The TV audience is not the only one that’s watching though, and McDean soon finds out what it’s like to be on the other side of the camera.
Review:
Trigger warning for anything and everything guns, violence, and mass murder.
The America circa 2030 that Bennett pictures is not a happy place. Take the most troubling parts of American life and shove them down the slippery slope – a lack of gun control leads to a culture where open carry is de rigueur and random gun violence is part of everyday life. Technology has evolved and a newscaster can be generated from algorithms, and live video can be manipulated to the point that you never know if what you’re watching is completely real. The West has fallen on extremely hard times and many young people in America have emigrated to places with better prospects like China and South America.

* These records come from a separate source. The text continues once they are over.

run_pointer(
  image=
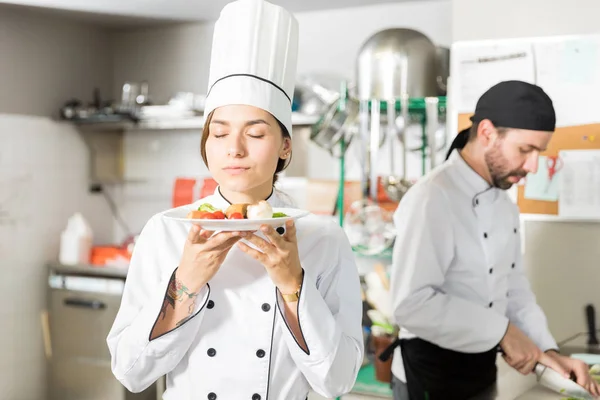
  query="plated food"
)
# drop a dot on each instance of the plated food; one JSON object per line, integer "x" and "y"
{"x": 260, "y": 210}
{"x": 236, "y": 217}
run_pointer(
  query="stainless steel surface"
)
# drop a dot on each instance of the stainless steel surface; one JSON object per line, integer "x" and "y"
{"x": 396, "y": 61}
{"x": 374, "y": 147}
{"x": 551, "y": 379}
{"x": 315, "y": 93}
{"x": 79, "y": 360}
{"x": 88, "y": 270}
{"x": 334, "y": 126}
{"x": 431, "y": 127}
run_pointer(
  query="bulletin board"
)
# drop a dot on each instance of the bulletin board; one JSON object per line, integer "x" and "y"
{"x": 561, "y": 65}
{"x": 583, "y": 137}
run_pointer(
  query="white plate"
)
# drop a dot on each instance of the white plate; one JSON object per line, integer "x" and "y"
{"x": 236, "y": 224}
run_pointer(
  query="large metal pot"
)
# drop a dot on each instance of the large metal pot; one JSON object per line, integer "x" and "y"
{"x": 395, "y": 62}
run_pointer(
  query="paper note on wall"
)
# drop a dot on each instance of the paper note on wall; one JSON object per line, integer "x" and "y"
{"x": 481, "y": 66}
{"x": 539, "y": 186}
{"x": 579, "y": 194}
{"x": 568, "y": 70}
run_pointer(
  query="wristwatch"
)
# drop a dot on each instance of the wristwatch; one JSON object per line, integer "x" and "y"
{"x": 290, "y": 298}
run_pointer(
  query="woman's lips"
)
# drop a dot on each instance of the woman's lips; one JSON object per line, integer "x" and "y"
{"x": 235, "y": 170}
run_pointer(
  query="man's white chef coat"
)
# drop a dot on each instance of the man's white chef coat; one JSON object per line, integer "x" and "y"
{"x": 457, "y": 276}
{"x": 238, "y": 345}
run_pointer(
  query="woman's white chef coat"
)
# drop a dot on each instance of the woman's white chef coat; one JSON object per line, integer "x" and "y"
{"x": 238, "y": 345}
{"x": 457, "y": 276}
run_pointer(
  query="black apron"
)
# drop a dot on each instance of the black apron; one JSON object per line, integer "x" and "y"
{"x": 435, "y": 373}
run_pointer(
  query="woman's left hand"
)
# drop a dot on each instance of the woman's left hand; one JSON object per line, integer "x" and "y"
{"x": 279, "y": 255}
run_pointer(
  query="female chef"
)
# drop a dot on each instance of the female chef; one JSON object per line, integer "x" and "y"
{"x": 241, "y": 315}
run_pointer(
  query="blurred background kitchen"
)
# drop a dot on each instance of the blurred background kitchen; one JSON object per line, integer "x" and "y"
{"x": 100, "y": 118}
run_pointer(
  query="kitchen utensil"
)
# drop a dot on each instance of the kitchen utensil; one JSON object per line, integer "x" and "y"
{"x": 443, "y": 69}
{"x": 396, "y": 187}
{"x": 369, "y": 227}
{"x": 590, "y": 314}
{"x": 554, "y": 381}
{"x": 554, "y": 164}
{"x": 431, "y": 127}
{"x": 179, "y": 214}
{"x": 335, "y": 125}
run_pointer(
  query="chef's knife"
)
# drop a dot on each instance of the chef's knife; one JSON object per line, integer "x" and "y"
{"x": 551, "y": 379}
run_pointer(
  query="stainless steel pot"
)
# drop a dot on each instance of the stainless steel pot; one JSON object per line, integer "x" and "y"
{"x": 394, "y": 62}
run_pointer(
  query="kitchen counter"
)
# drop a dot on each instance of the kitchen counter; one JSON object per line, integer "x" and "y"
{"x": 88, "y": 270}
{"x": 514, "y": 386}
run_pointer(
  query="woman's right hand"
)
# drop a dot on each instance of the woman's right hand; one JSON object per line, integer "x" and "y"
{"x": 203, "y": 255}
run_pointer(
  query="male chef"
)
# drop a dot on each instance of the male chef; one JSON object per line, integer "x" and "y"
{"x": 459, "y": 290}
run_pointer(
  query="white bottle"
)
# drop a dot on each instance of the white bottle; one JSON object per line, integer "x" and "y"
{"x": 76, "y": 242}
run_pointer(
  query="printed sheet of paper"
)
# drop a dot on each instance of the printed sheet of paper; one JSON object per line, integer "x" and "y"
{"x": 538, "y": 186}
{"x": 481, "y": 66}
{"x": 568, "y": 70}
{"x": 579, "y": 189}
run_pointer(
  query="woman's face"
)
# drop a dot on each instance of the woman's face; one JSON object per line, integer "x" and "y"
{"x": 243, "y": 147}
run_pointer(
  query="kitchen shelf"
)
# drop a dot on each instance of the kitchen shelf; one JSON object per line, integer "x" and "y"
{"x": 105, "y": 141}
{"x": 169, "y": 124}
{"x": 557, "y": 218}
{"x": 88, "y": 270}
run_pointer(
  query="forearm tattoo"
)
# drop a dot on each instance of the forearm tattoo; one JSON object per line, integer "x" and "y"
{"x": 177, "y": 293}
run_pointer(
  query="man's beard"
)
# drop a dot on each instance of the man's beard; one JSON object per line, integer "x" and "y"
{"x": 499, "y": 173}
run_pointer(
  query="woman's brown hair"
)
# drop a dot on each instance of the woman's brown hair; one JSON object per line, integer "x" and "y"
{"x": 282, "y": 163}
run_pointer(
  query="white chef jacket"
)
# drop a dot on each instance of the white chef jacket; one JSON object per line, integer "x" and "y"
{"x": 457, "y": 274}
{"x": 238, "y": 345}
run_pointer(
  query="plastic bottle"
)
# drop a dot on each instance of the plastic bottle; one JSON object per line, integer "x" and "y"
{"x": 76, "y": 242}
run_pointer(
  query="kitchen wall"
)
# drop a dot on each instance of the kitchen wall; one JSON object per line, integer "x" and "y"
{"x": 495, "y": 19}
{"x": 43, "y": 174}
{"x": 177, "y": 58}
{"x": 561, "y": 257}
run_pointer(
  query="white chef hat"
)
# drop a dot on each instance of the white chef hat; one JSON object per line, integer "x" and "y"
{"x": 254, "y": 57}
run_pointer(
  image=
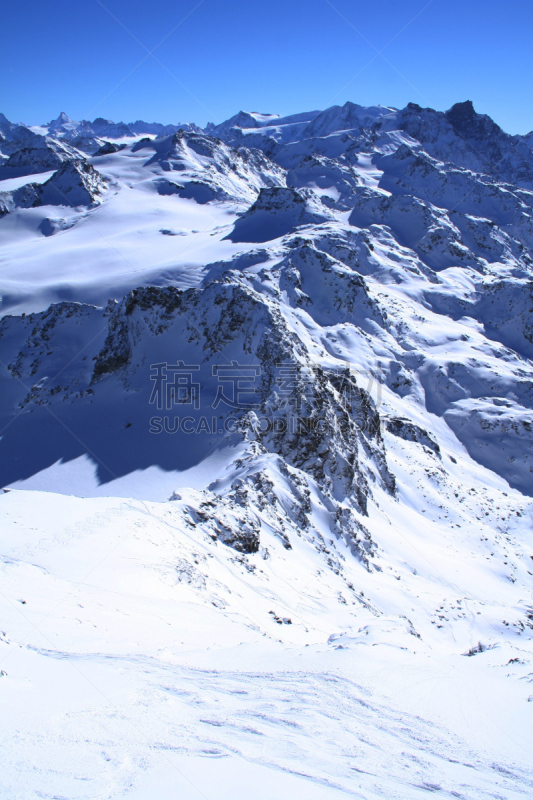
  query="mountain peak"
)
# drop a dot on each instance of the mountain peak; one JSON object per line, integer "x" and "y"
{"x": 462, "y": 111}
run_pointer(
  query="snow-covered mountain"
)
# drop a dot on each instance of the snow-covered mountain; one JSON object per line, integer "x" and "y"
{"x": 266, "y": 432}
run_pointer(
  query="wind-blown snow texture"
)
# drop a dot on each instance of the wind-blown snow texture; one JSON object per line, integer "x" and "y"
{"x": 320, "y": 586}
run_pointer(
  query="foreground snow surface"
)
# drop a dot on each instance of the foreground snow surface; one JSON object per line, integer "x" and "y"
{"x": 251, "y": 612}
{"x": 141, "y": 662}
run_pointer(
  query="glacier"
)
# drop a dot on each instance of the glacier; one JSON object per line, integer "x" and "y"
{"x": 266, "y": 436}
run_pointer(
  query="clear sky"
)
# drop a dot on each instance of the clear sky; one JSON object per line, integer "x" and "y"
{"x": 203, "y": 60}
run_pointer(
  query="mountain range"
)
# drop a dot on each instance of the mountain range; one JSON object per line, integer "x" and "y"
{"x": 266, "y": 437}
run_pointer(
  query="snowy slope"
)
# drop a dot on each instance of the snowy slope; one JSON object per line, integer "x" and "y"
{"x": 266, "y": 427}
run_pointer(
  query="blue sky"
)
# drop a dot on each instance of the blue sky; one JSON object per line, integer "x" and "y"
{"x": 215, "y": 57}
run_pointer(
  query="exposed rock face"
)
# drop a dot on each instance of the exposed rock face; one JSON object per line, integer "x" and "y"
{"x": 276, "y": 212}
{"x": 75, "y": 183}
{"x": 42, "y": 156}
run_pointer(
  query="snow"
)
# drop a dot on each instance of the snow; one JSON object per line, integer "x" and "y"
{"x": 342, "y": 611}
{"x": 15, "y": 183}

In this dystopian but eerily familiar world mass shootings approach entertainment, leading one company to develop a reality show based on that concept. Pay the owners of malls and other public gathering sites for the right to stage an episode of Vigilance at a time of the producer’s choosing, several fully armed people who want to commit mass murder are set loose on the unsuspecting crowd, and people who survive get a big cash reward. The entire ordeal is broadcast live to millions.
…disturbing as fuck, right?
The book follows the production of one Vigilance episode through the eyes of the main producer in the control room and a bartender every-woman. We see how America has changed, how hungry the public has become for this entertainment, and how many almost relish the thought of being unwittingly cast in the show to see if they have what it takes to survive.

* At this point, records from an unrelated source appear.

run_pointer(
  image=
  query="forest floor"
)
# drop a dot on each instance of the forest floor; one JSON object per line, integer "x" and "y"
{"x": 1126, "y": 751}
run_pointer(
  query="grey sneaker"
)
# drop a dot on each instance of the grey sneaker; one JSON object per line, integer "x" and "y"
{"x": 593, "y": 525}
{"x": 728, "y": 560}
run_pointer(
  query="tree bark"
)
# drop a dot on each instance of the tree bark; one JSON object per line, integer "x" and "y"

Parts of this book are very well done. The world building in particular is tight and combined with a driving plot led me to reading the novella in a single day. (Wanting to avoid violent dreams may have been another reason….) The America Bennett imagines may seem too far gone but the seeds of many ideas, especially with regard to technology, already exist today.
I had a bunch of issues as well, though. First, despite the female POV character I doubt this passes the Bechdel Test, and most women characters (that is, two out of three-ish) are stereotypes or a virtual personality made to fit the expectations and criteria of men.
Second, while the set up is interesting the end of the story fell flat. One character ended up being the undoing of another, and I recognized it as soon as they were introduced because I saw how the stereotypical gender dynamic was going. The story ends on a big AHA that felt not only out of left field but not in keeping with the themes he had been playing with to that point.
I think Vigilance works as a piece of speculative fiction in that it shows what America, ruled by greed and unchecked gun possession, could become. The idea of the reality show is fascinating, and I kept reading to see how this sort of thing could possibly be set up. Once we get past the setup, though, there’s a whole bunch of disappointment. It’s a haunting read, to be sure, and the idea behind the book will stick with me longer than the so-so writing, plot, or characters.